Immediately that begins to feel overly dramatic — which is no small part of why I avoid writing about the personal-personal stuff. I’m all but positive I’ll go spend Christmas with him, and I’m fairly sure I’ll see him sometime between now and then. So it’s not like this is some grand parting, and I’m not quite immobile with grief.

But Paris is far. We’ve spent years commuting – I did the math not long ago, and of the 21 years we’ve been together, we’ve lived in different time zones for 13.5 or so. So on the one hand, Paris is just a slightly more extreme version of what we’ve been doing all along. On the other, it’s a slightly more extreme version of what we’ve been doing all along.

The good news is that we had a great few weeks together, culminating in a great birthday trip for me. And I’m in a place I love, doing stuff I love – and he will be, too.

I just keep hoping that we’ll find a way to do things we love in the same great place.

Someday.

5 thoughts on “Time Zones

  1. Gosh, I’m sending you a big hug. If we lived in the same city, I’d buy you a drink/coffee. I have seen my fair share of separations with my fiancé and they were always hard. I have all sorts of feelings when he/I have to leave, but I tell myself the same thing you do: “we do work we love.” I repeat it to myself every time he packs up for Arizona for Spring Training and leaves the house for six weeks.

    1. Thanks for this, Liana.

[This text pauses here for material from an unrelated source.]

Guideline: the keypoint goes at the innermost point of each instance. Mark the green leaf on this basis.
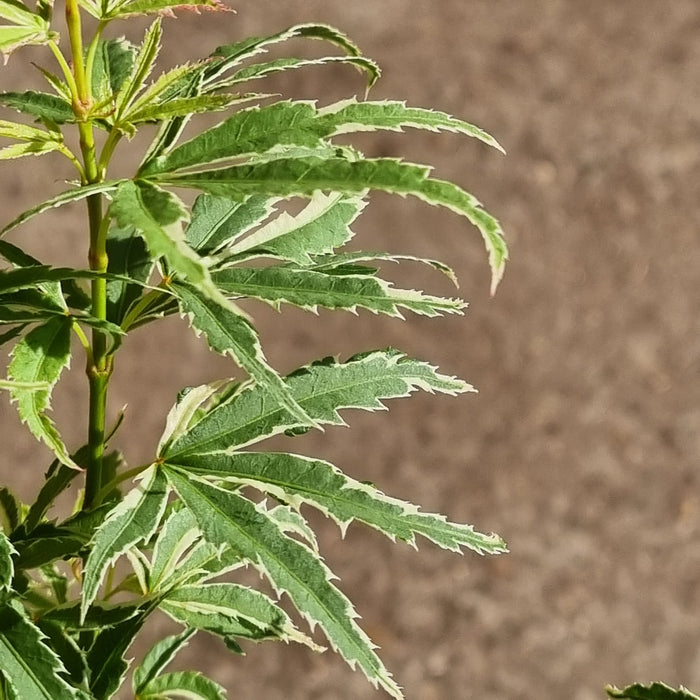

I’m sorry we can’t have that drink/coffee, but if you find yourself passing through the city, let’s find a way to get together.

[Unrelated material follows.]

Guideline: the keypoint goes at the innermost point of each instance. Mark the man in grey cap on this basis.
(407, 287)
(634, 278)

  2. I imagine the hardest part is not knowing when precisely you’ll get to see each other. My commuting work life stinks to high heaven, but at least it’s only a few days at a time, and I know exactly when I get to see my family again. It’s rarely ever more than 72 hours away.

    1. You know, I was thinking about you during this bout of whininess, Mark. That your absences are no more than 72 hours is indeed a good thing, but I continue to remind myself that there not being kids involved in my situation makes things a whole lot easier.

      It’s possible that it also allows a good bit more self-absorption in how bad I feel about all this, because there isn’t anyone else around who might feel bad about it, too.